Finding themselves in a situation they may feel has all the makings of a “Catch-22”, four veterans are suing the Colorado Department of Public Health and the Environment and the Colorado Board of Health. In a state where recreational use of marijuana has already been legalized, and despite the recommendation of Chief Medical Officer Dr. Larry Wolk, doctors on the Board recently decided by a 6-2 vote against adding post traumatic stress disorder (PTSD) to the list of conditions legally treatable by medical cannabis.

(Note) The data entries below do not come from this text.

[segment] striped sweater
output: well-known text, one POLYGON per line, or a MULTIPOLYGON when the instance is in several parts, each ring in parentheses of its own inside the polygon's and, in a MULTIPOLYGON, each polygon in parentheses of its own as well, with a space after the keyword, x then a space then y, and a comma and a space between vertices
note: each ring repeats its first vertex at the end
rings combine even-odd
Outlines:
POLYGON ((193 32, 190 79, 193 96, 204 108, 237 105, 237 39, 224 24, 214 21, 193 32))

Because marijuana isn’t legal on the federal level, VA hospitals are unable to prescribe it, putting these Colorado vets in what they say is an untenable position: either continue to use the often addictive, side-effect-laden medications VA doctors usually prescribe for this debilitating condition, or pay the cost of recreational marijuana out of pocket.
While vets testifying before the Board insisted marijuana virtually saved their lives and improved their quality of life—something they claim the antidepressants, antipsychotics, and opioids frequently prescribed failed to do—doctors on the Board cited a lack of scientific evidence supporting the drug’s therapeutic effectiveness as a treatment for PTSD. Anecdotal evidence, they said, isn’t enough—and both the American and Colorado Psychiatric Associations agree. According to these decision-makers, more comprehensive drug studies that include marijuana—like the 18-month study currently being done by health software company Enigami Systems—are needed before the issue is re-examined.
Scientific evidence may not be the only obstacle to medical marijuana use for PTSD. Others may include the fact that—even in Colorado, and even in cases where the drug has been medically prescribed—employers have the legal right to refuse to hire or to dismiss any employee testing positive for marijuana use.
While the legal wrangle in Colorado plays out, an estimated 22 veterans across the country commit suicide each day, a disturbing figure that elevates the need for an effective treatment for PTSD to critical. The opioids often prescribed by doctors have proven far from ideal for a number of important reasons, including the facts that:
- Opioids are highly addictive and readily subject to abuse.
- The drugs are often either over- or under-prescribed, increasing the risk of abuse.
- Veterans who receive them are required to check in with their doctors every 30 days, but many have trouble getting appointments, a situation that can motivate them to compensate by buying street-level drugs, a decision that can have fatal consequences.
- Opioids are increasingly associated with a greater risk of negative outcomes, including alcohol/drug/opioid accidents and/or overdose, and drug-related injuries.
Unlike Colorado, nine other states have approved medical marijuana as a treatment for PTSD. In those states, patients can tap medical insurance to pay for the drug. Health care providers can prescribe a strain without psychoactive properties. Finally, the medical community can more effectively track the drug’s effectiveness as a treatment, gathering the kind of hard evidence the Colorado Board of Health says it wants to see.
As things stand now, that Board has three weeks to file its answer to the plaintiffs’ requests for a judicial review of the Board’s July decision and a court order that would add PTSD to the list of conditions that can be legally treated with marijuana.